Meg cleared her throat to get his attention, and he turned his troubled brown gaze back to her. "I'm not stupid, Nick. This is a win-win situation for Ryan. I imagine you're going to hook me up with some kind of wire and a locator device. If I
am
Margot, then I know what I need to say to get Nielsen to incriminate himself, and your locator device leads you and Ryan right to him. If Nielsen just kills me, whether I'm Margot or not, it'll be on tape. Either way, you've got him on murder. Mine."

Nick went back to peering outside, as if he could will Ryan to return. "Ah, here he is," he said, sliding the door open.
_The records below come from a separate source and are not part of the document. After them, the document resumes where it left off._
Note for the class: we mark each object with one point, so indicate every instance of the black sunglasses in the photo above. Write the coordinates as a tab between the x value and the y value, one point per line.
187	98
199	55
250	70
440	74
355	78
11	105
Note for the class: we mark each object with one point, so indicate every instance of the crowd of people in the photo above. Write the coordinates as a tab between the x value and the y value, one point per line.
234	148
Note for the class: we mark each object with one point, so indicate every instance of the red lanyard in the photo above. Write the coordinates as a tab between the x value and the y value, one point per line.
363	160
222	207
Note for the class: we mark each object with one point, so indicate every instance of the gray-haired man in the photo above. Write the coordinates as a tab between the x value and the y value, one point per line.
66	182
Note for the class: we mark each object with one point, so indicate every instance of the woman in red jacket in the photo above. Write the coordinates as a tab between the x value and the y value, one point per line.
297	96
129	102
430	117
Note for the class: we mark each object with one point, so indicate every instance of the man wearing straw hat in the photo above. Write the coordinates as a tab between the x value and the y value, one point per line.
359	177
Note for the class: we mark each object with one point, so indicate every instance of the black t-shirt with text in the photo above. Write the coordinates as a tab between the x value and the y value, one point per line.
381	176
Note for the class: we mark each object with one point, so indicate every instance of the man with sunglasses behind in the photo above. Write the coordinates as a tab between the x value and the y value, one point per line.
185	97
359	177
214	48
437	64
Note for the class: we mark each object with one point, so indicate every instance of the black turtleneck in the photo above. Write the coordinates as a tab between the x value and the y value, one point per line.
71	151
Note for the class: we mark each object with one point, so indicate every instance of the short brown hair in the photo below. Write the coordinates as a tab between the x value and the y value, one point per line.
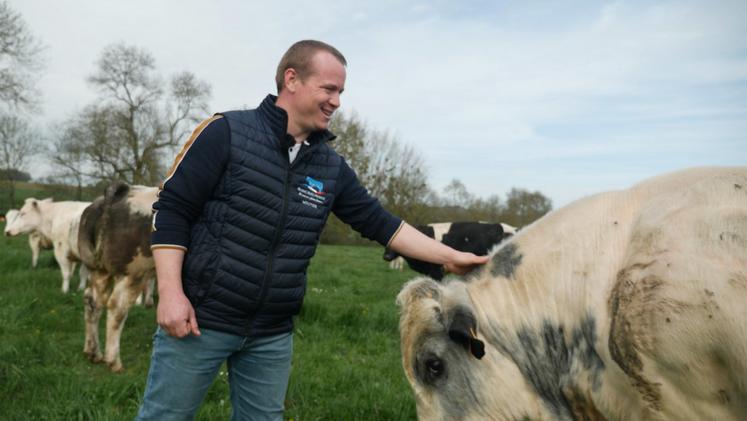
299	56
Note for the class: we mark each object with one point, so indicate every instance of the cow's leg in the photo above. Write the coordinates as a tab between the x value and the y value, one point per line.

He stumbled back when Ryan rushed in on a stream of salty air, blood wetting the front of his white shirt.

Meg shot to her feet. "Are you all right?"

Ryan swooshed the door shut behind him and hit a nearby light switch. Darkness claimed the room. "We've got trouble."

"What is it?" Nick asked.

"Two of my security people outside are dead."

Meg stood frozen, waiting for her eyes to adjust to the dark. The moonlight outside was bright enough to outline the shapes of the two men by the door, and she told herself that Ryan didn't sound or act hurt. But she was certain she had seen blood, fresh and dark red.

She didn't have a chance to analyze her fear for his safety before he was coming toward her. Grasping her by the arms, he gave her a firm shake. "Who did you call earlier?" His voice was low and urgent.